BARBER: I believe we can. And I believe we can not just because I’m a kind of pie-in-the-sky utopian, but because we can see around this country an increased demand for…not just from adults, but from students. Students are fed up with living the laissez-faire existence they’ve been, in a sense, compelled to live. They are asking for guidance. They are asking for leadership. They are not asking for authoritarian, despotic parents to step in and pretend we’re back in the 1920s or the 1890s. But they are asking for guidance. They are asking for leadership. And they’re responding to it when it appears. What we found quite remarkable is that after the initial response of our students at Rutgers last year – which was cynicism: “What’s the administration trying to pull now? What’s this latest trick? What are they trying to put over on us now?” – when they began to realize that this was a serious effort to take civic empowerment, student responsibility, the university as a community, to take those ideas seriously, they first became a little less cynical, then they became engaged, and in the end they became our best supporters. And they are now, in fact, no the faculty for not moving quickly enough. They’re saying, “Let’s go. We have this wonderful plan. Why isn’t it going forward?” I think students will always respond to an appeal to the virtuous in them, the potential for virtue that is in them, just as they will also respond to an appeal to the base that is in them. And if we respond to the virtuous in them, I think we will see a powerful, powerful response.

HEFFNER: Rutgers is now a huge state university. How do you think this idea will fly in other universities around the country? What has happened? What is our history (in the few minutes we have remaining)?

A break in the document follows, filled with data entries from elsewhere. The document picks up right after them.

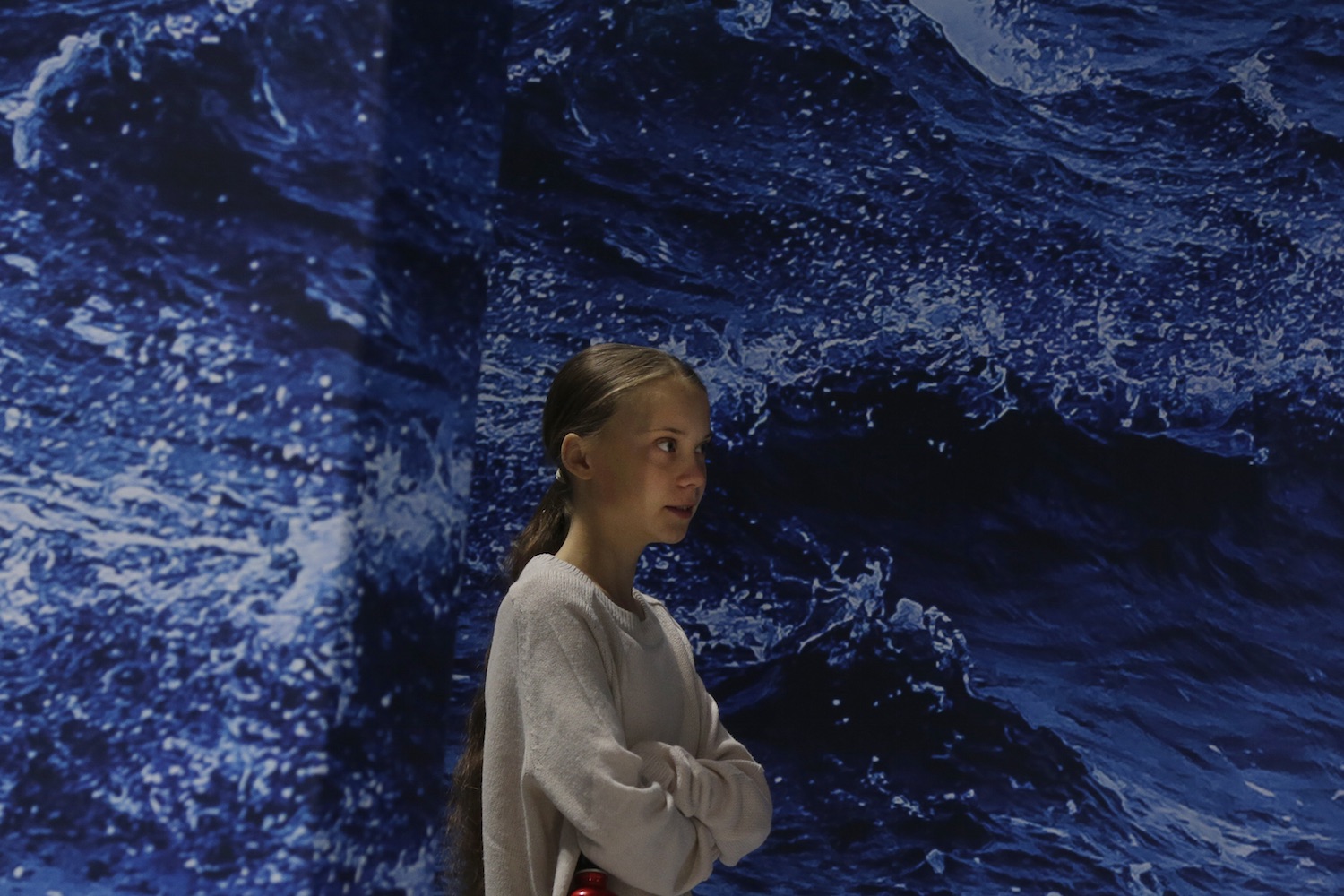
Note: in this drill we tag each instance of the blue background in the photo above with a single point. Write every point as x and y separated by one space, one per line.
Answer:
1024 330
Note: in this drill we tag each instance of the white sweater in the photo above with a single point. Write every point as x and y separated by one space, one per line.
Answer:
599 737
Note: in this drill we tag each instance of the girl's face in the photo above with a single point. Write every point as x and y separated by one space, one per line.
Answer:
648 463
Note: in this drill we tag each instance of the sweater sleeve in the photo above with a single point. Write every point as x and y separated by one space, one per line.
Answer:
720 785
575 753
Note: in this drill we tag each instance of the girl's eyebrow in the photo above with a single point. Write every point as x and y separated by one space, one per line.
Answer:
676 432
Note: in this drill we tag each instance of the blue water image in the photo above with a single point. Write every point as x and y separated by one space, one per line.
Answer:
1021 562
242 271
1023 324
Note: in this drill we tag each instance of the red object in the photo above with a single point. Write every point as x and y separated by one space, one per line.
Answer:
589 882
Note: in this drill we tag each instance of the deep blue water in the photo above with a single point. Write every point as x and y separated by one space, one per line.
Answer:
242 268
1021 562
1024 332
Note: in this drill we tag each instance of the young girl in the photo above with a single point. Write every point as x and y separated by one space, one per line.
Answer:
593 734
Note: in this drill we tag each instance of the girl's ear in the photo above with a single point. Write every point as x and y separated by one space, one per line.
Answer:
574 457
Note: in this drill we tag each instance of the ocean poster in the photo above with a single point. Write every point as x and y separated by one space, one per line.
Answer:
1023 325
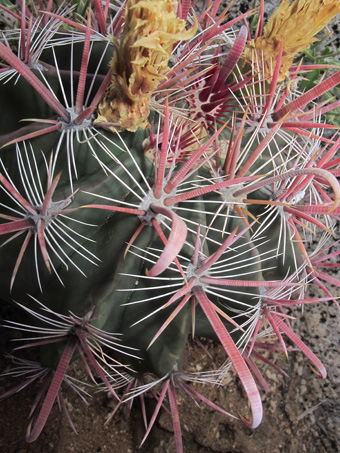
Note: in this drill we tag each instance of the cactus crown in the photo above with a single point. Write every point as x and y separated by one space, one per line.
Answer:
165 186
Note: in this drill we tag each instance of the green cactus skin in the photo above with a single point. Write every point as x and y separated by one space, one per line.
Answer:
83 253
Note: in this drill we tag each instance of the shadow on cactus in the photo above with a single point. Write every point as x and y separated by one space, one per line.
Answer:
165 186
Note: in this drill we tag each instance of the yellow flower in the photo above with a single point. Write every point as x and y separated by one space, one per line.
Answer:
140 62
295 26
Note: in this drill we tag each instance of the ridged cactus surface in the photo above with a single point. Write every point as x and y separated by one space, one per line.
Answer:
160 179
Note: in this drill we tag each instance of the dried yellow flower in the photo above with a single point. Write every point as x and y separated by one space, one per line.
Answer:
293 25
141 61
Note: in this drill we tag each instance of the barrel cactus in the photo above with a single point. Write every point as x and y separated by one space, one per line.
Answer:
163 186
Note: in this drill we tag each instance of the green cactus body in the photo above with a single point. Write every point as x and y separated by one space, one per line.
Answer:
189 226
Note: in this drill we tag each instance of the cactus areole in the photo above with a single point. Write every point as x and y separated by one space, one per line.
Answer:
162 187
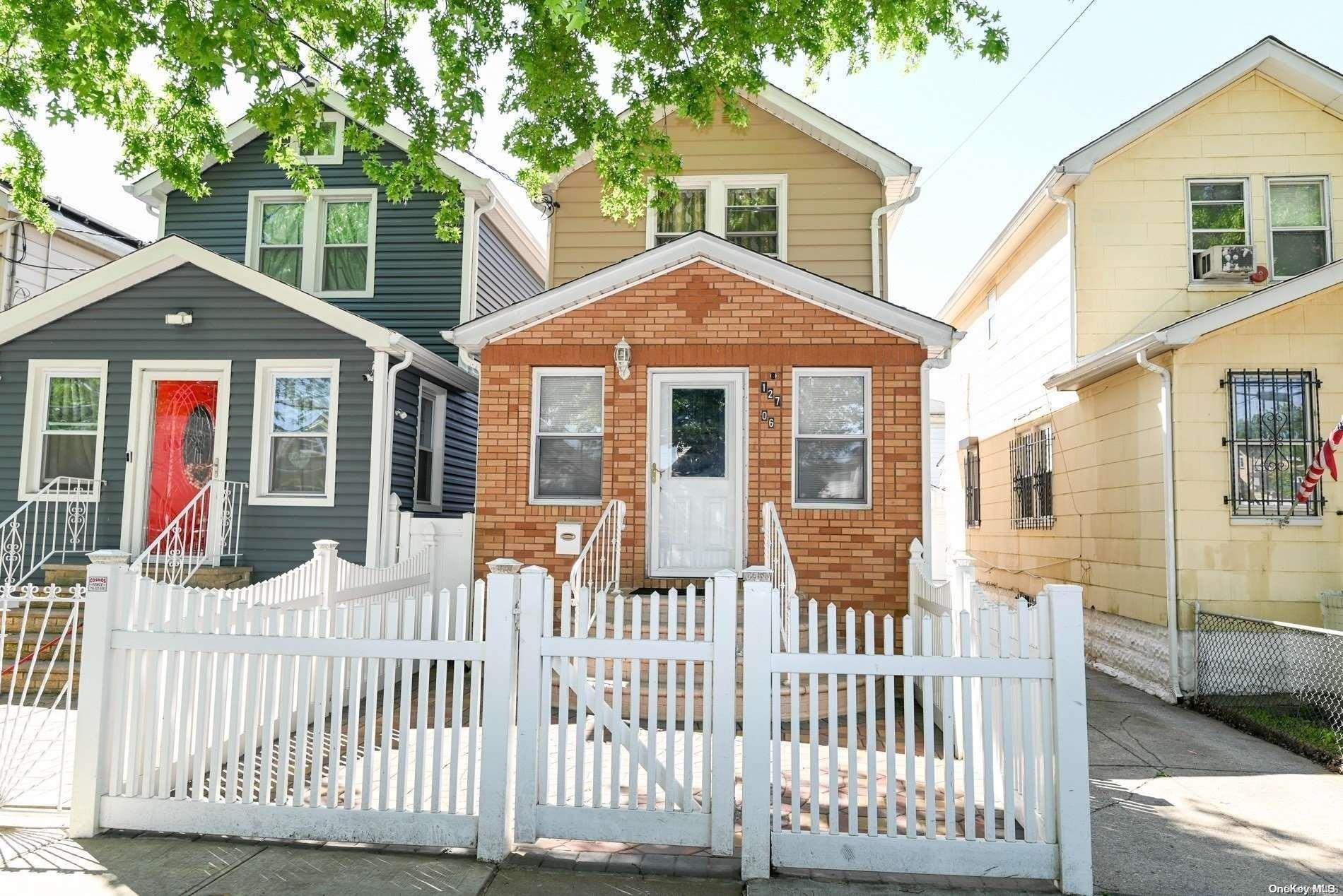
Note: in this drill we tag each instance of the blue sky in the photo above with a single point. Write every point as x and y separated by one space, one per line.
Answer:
1122 57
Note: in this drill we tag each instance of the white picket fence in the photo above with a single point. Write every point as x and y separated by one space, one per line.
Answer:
367 706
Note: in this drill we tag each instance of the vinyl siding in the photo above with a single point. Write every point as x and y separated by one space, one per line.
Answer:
416 277
458 445
230 323
503 278
831 201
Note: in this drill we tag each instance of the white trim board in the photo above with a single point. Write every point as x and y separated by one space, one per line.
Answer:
175 252
835 135
700 246
1123 355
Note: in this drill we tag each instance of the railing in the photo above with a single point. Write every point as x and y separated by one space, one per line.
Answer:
207 529
61 519
598 565
783 577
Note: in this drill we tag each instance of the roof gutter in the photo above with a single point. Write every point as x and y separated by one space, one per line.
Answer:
1168 512
876 230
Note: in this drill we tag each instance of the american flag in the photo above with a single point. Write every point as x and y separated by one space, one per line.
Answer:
1325 459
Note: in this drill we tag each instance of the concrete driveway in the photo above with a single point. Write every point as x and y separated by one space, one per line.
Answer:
1181 803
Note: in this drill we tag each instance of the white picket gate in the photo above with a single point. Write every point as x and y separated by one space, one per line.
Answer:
873 789
347 715
631 666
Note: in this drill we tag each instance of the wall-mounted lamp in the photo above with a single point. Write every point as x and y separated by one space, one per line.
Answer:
622 359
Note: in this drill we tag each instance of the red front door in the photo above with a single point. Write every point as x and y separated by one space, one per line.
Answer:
182 460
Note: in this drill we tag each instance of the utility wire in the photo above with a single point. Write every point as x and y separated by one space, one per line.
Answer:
1007 95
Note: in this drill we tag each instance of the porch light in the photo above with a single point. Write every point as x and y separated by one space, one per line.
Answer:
622 359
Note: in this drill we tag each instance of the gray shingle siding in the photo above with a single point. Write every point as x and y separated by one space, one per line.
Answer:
458 445
416 277
230 323
503 278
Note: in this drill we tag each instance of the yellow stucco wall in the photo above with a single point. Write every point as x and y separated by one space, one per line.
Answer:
831 201
1132 247
1255 570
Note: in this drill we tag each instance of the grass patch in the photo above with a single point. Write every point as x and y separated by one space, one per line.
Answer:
1311 733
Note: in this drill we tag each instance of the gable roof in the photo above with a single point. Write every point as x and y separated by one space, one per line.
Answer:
695 247
1123 355
174 252
152 187
1276 59
809 120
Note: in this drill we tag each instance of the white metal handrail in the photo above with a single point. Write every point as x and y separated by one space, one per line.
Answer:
62 517
783 577
209 529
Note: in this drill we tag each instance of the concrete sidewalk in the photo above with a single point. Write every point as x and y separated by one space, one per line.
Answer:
1181 803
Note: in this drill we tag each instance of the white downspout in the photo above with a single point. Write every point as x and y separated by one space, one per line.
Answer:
1072 269
383 468
1168 500
876 237
926 448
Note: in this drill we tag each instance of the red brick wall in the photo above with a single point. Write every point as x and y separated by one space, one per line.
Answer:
703 316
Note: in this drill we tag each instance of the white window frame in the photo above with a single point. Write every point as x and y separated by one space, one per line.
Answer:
1323 180
315 226
798 372
537 372
337 156
35 415
258 490
1189 218
716 204
438 395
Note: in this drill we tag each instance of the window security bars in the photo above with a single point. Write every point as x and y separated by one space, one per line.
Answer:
1033 480
973 485
1274 430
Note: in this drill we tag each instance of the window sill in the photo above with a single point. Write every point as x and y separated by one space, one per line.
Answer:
291 500
1277 520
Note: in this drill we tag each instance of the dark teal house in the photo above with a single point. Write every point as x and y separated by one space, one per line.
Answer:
269 372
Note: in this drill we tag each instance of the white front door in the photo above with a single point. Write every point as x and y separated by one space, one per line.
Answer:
696 472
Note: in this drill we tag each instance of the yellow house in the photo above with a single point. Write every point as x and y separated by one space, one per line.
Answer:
1153 353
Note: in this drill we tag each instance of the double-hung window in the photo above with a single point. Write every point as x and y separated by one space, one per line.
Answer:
324 244
567 432
832 440
64 426
747 210
1275 430
973 483
1033 480
295 433
1298 225
1219 216
429 447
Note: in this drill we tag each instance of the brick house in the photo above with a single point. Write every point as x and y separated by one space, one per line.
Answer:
749 380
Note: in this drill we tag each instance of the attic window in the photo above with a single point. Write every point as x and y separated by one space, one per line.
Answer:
329 148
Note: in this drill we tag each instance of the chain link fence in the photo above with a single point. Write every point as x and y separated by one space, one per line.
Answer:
1283 680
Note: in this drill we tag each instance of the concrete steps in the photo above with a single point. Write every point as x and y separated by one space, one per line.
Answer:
222 577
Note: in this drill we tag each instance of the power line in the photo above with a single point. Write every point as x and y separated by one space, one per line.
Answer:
1007 95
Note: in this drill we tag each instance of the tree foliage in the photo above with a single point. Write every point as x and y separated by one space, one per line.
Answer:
149 69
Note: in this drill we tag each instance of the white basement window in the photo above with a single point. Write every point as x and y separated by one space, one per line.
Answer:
293 460
429 447
749 210
567 426
64 426
324 244
1298 225
832 438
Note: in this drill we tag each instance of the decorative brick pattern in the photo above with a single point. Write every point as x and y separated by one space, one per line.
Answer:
703 316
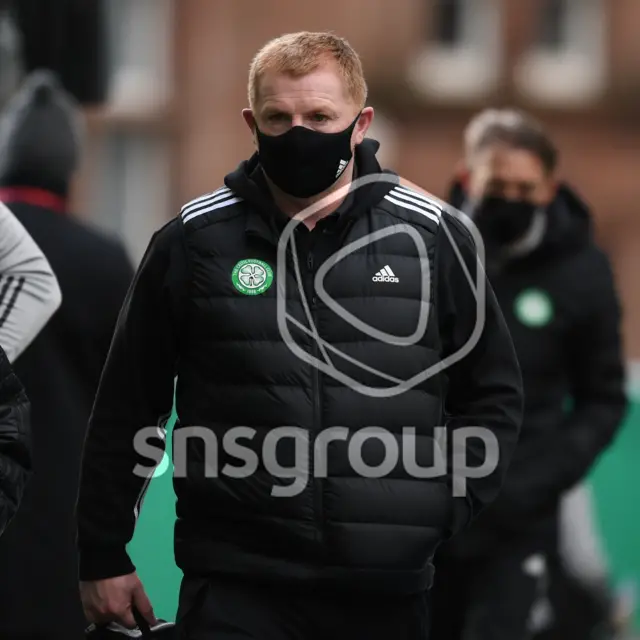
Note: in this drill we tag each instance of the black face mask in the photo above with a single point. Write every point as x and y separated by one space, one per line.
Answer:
502 222
304 162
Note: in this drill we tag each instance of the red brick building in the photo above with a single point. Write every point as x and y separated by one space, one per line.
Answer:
179 83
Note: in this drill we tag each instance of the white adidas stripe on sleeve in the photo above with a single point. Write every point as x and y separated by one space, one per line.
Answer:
217 203
414 207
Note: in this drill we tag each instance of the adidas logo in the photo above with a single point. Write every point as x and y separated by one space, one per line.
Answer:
341 167
385 275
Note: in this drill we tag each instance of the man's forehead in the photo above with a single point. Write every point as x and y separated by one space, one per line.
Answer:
323 85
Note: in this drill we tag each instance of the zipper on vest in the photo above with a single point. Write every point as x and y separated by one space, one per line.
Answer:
316 483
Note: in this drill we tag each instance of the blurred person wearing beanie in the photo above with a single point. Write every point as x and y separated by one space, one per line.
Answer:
40 147
557 292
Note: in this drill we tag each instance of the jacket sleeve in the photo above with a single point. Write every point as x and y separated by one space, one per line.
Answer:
125 439
15 442
595 362
484 381
29 290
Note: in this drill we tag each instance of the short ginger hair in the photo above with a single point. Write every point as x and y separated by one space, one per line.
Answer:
298 54
514 129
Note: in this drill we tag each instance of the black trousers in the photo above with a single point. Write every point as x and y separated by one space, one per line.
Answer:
488 598
223 609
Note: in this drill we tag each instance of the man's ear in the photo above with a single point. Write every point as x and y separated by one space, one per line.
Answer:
249 118
461 174
363 124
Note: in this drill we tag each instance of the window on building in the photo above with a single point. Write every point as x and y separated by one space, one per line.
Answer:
567 62
551 33
448 22
461 56
126 184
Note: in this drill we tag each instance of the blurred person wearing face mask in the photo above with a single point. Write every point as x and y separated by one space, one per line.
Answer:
556 290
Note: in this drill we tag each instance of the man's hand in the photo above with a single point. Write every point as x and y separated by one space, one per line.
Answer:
113 599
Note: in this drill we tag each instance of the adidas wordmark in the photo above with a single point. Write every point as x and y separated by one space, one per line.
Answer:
385 275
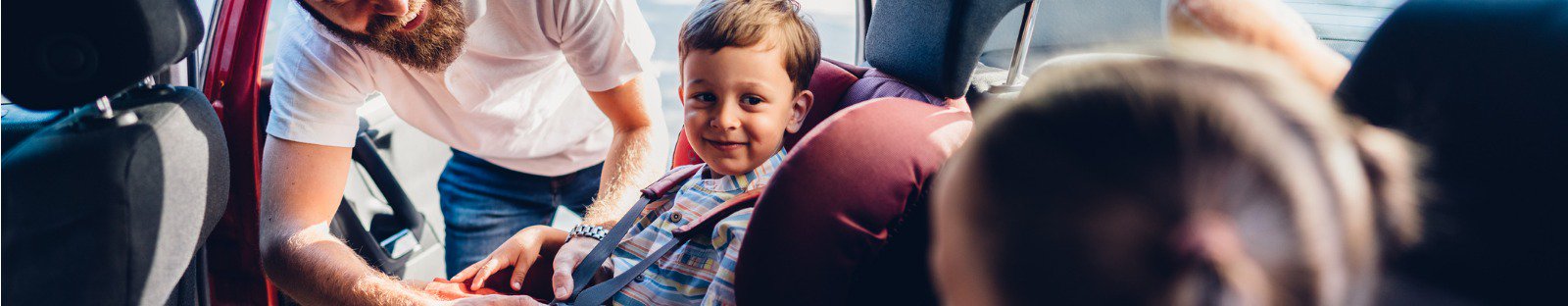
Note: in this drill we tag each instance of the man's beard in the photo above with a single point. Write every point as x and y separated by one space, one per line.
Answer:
428 47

BARBER: Well, first of all, there are a number of campus organizations, COOL, Campus Compact, that are a collection of schools that already have a strong emphasis on voluntarism, and are working to develop the voluntary spirit. But I’ve also been in touch with the presidents and with faculties at universities like Baylor and Southwest Texan, Texas; Spellman College in Atlanta, a number of colleges here in New Jersey, where people are interested in looking for an education-based form of community service, looking for an education requirement. To me, the most exciting idea in education that I have seen recently is the idea of education-based community service, possibly as a foundation for a national citizen-service requirement. If you look at the state of our democracy and compare the state of American democracy to what’s happening elsewhere in the world, this country needs a democratic revolution just as badly as Hungary and the Soviet Union have needed a democratic revolution. This could be the spearhead of a democratic revolution here.

HEFFNER: You’ve spoken and written about participation. And Lord knows the figures you offer about student participation and politics are horrendous.

BARBER: Absolutely appalling. The national figure on presidential elections is about 50 percent; 30 percent for congressional elections. If you factor it by age, our 18 to 24-year-olds participate about 12 or 13 percent only. Now, part of that is a result of the fact they can’t vote when they are away from home because our registration laws are absurd and antiquarian. But it’s also the fact that students don’t feel they have much of a stake. They don’t believe much in our democracy. They don’t associate civic responsibility and citizenship with the nation’s government. And until they see those connections, I think, they’re going to become worse and worse voters. And this country cannot afford a future generation that is not citizen.

HEFFNER: Professor Benjamin Barber, thanks so much for joining me today and discussing our friend Ed Bloustein’s basic idea concerning civic virtue. Thanks.

BARBER: Thank you, Dick

HEFFNER: And thanks, too, to you in the audience. I hope you’ll join us again next time. And if you care to share your thoughts about today’s program, please write to THE OPEN MIND, P.O. Box 7977, FDR Station, New York, NY 10150. For transcripts send $2.00 in check or money order. Meanwhile, as an old friend used to say, “Good night and good luck”.